Irrité contre ses enfants, contre ceux qu'il avait fait naître, Ouranos les appela Titans, exprimant par ce mot leur œuvre coupable, et les menaçant pour l'avenir d'un châtiment.  Et la Nuit engendra le triste Sort, la sombre Destinée, la Mort, le Sommeil, la troupe des Songes; la Nuit les engendra seule, sans s'unir à aucune autre divinité. Ensuite elle fit naître Momus, et la cruelle Douleur, enfin les, Hespérides, gardiennes de ces beaux fruits, de ces fruits d'or, qui croissent aux confins de l'Océan : elle enfanta les Parques, ces sévères ministres delà destinée, Clotho, Lachésis, Atropos, qui président à la naissance des mortels, et leur distribuent les biens et les maux, qui, chargées de poursuivre les attentats des hommes et des dieux, ne laissent point reposer leur courroux, que le coupable, quel qu'il soit, n'ait reçu son châtiment. De la funeste Nuit sortit encore Némésis, le fléau des humains, puis la Fraude et la Débauche, l'affreuse Vieillesse, l'ardente Discorde. A son tour l'affreuse Discorde produisit le pénible Travail, l'Oubli, la Faim, les Douleurs, sources de larmes amères, les Combats, les Meurtres, les Massacres, les Disputes, le Mensonge, l'Équivoque, l'Anarchie et l'Injure, son habituelle compagne, le Serment enfin, si fatal à l'homme, quand il ne craint pas de se parjurer. La Mer donna le jour au véridique Nérée : c'est l'aîné de ses enfants ; on célèbre le vieillard parce qu'il est sincère et bon, que jamais il n'oublie les lois de l'équité, qu'il n'a que des pensées de justice et de douceur. La Mer eut encore de son union avec la Terre le grand Thaumas, le fier Phoreys, la belle Céto, Eurybie dont la poitrine enferme un coeur de fer.
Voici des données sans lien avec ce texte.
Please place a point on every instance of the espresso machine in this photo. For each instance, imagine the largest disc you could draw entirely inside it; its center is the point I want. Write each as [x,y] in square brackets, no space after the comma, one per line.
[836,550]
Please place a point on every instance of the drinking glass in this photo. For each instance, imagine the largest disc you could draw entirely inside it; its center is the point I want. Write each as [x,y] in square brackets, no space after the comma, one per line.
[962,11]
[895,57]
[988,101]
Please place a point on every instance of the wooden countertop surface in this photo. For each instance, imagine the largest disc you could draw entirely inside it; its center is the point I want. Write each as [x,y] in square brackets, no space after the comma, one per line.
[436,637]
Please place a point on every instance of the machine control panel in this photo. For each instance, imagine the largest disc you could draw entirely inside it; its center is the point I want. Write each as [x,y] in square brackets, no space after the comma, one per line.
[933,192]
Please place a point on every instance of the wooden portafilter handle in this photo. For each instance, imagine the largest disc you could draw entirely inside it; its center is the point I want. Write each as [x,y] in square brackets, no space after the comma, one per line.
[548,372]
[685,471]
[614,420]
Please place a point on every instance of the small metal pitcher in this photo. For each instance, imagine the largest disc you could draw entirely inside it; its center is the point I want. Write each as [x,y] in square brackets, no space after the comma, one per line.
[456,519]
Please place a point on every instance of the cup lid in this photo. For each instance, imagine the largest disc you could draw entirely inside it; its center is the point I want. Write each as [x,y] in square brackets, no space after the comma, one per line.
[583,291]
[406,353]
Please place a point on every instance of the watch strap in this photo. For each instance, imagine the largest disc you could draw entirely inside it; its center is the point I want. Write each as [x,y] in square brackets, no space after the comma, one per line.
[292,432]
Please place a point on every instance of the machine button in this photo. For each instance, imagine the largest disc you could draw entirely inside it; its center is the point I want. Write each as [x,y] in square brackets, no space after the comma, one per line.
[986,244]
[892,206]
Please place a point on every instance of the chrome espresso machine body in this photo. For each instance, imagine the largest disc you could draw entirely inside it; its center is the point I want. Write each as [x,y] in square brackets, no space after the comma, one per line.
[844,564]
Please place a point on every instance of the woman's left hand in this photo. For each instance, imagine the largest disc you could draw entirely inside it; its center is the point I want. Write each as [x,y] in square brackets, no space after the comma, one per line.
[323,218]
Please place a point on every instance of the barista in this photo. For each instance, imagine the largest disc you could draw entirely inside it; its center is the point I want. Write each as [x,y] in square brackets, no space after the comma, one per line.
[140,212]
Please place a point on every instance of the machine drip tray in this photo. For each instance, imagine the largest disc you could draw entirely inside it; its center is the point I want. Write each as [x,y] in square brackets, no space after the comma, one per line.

De Nérée et de la blonde Doris, fille de l'immense Océan, naquit dans la mer stérile une aimable postérité : Proto, Eucranté, Sao, Amphitrite, Eudore , Thétis, Galéné, Glaucé, Cymothoé, Spéio, Thoé, la charmante Halie, la gracieuse Mélite, Eulimène, Agave, Pasithée, Érato, Eunice aux bras de rose, Doto, Proto, Phérusa, Dynamène, Nésée, Actée, Protomédie, Doris, Panopée, et la belle Galatée, et l'aimable Hippothoé, Hipponoé aux bras de rose, Cymodocé qui, avec Cymatolège et la légère Amphitrite, apaise d'un mot les vagues courroucées de la sombre mer et le souffle furieux des vents; Cymo, Eioné, Halimède à la brillante couronne, Glauconome au doux sourire, Pontoporie, Leiagore, Évagore, Laomédie, Polynôme, Autonoé, Lysianasse, Évarné, dont le port est aimable et la beauté parfaite, Psamathée si remplie de grâce, la divine Ménippe, Néso, Eupompe, Thémisto, Pronoé, Némertès enfin, qu'anime l'esprit véridique de son immortel père. Telles furent les cinquante filles qui naquirent de l'irréprochable Nérée, déesses irréprochables comme le dieu qui les fil naître. Thaumas s'unit à Electre, fille du profond Océan ; il en eut la rapide Iris, les Harpyes à la belle chevelure, et Aello, et Ocypète, qui d'une aile légère suivent dans leur vol les vents et les oiseaux, qui jamais ne quittent la région de l'air.